The somatic variants in TNscope raw VCF file (SNV.somatic.<CASE_ID>.tnscope.all.vcf.gz) are filtered out for the genomic regions that are not reliable (eg: centromeric regions, non-chromosome contigs) to enhance the computation time. This WGS interval region file is collected from gatk_bundles gs://gatk-legacy-bundles/b37/wgs_calling_regions.v1.interval_list.

Post-call Quality Filters

Total Depth (DP): Refers to the overall read depth supporting the variant call

DP(tumor) >= 10

Allelic Depth (AD): Total reads supporting the ALT allele in the tumor sample

AD(tumor) > 3

Allelic Frequency (AF): Fraction of the reads supporting the alternate allele

Minimum AF(tumor) > 0.05
SUM(QSS)/SUM(AD) >= 20

Read Counts: Count of reads in a given (F1R2, F2R1) pair orientation supporting the alternate allele and reference alleles

ALT_F1R2 > 0, ALT_F2R1 > 0
REF_F1R2 > 0, REF_F2R1 > 0

SOR: Symmetric Odds Ratio of 2x2 contingency table to detect strand bias

SOR < 3

Post-call Observation database Filters

GNOMADAF_POPMAX: Maximum Allele Frequency across populations

GNOMADAF_popmax <= 0.001 (or) GNOMADAF_popmax == "."
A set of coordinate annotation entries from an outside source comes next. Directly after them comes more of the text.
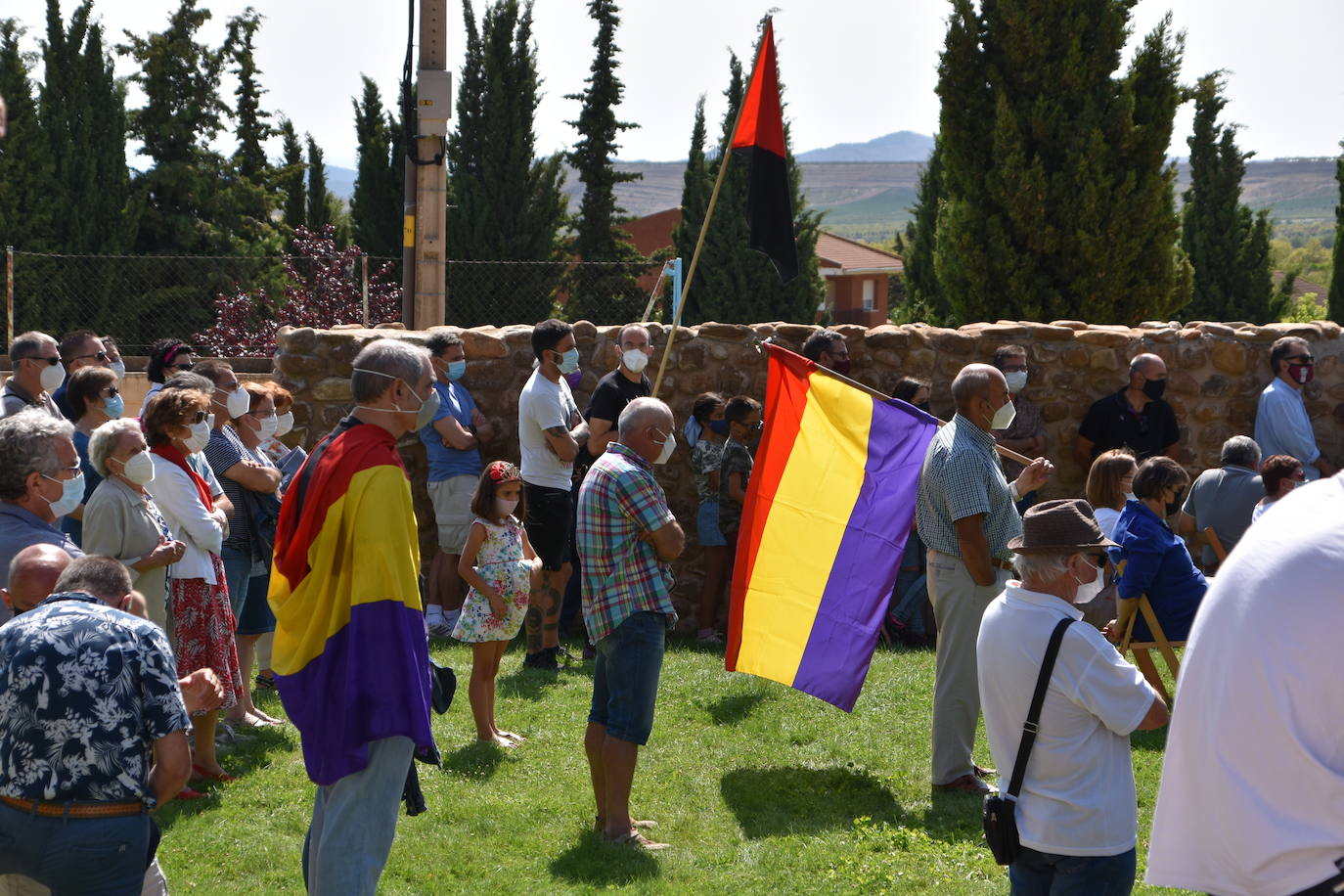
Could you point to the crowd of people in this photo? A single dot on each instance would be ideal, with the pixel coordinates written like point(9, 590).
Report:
point(197, 547)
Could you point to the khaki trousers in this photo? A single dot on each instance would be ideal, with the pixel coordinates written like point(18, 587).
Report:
point(957, 605)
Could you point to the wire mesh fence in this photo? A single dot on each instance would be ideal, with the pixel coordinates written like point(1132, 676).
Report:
point(141, 298)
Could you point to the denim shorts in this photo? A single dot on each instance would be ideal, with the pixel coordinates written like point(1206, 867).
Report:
point(707, 525)
point(625, 676)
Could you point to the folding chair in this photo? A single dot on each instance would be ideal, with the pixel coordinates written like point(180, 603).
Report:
point(1142, 648)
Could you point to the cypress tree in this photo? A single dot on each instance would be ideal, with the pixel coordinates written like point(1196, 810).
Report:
point(609, 294)
point(506, 204)
point(319, 209)
point(1228, 245)
point(1059, 198)
point(696, 183)
point(1336, 291)
point(291, 177)
point(376, 208)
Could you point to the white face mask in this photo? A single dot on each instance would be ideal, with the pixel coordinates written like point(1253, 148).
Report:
point(1005, 417)
point(200, 437)
point(139, 468)
point(53, 375)
point(635, 360)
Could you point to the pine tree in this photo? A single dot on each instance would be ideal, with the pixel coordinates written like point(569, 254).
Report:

Normalized base quality scores: The sum of base quality scores for each allele (QSS) is divided by the allelic depth of alt and ref alleles (AD)

SWEGENAF <= 0.01  (or) SWEGENAF == "."

Frq: Frequency of observation of the variants from normal Clinical samples

Frq <= 0.01  (or) Frq == "."

The variants scored as PASS or triallelic_sites are included in the final vcf file (SNV.somatic.<CASE_ID>.tnscope.<research/clinical>.filtered.pass.vcf.gz).

Attention: BALSAMIC <= v8.2.10 uses GNOMAD_popmax <= 0.005. From Balsamic v9.0.0, this settings is changed to 0.02, to reduce the stringency. BALSAMIC >= v11.0.0 removes unmapped reads from the bam and cram files for all the workflows. BALSAMIC >= v13.0.0 keeps unmapped reads in bam and cram files for all the workflows.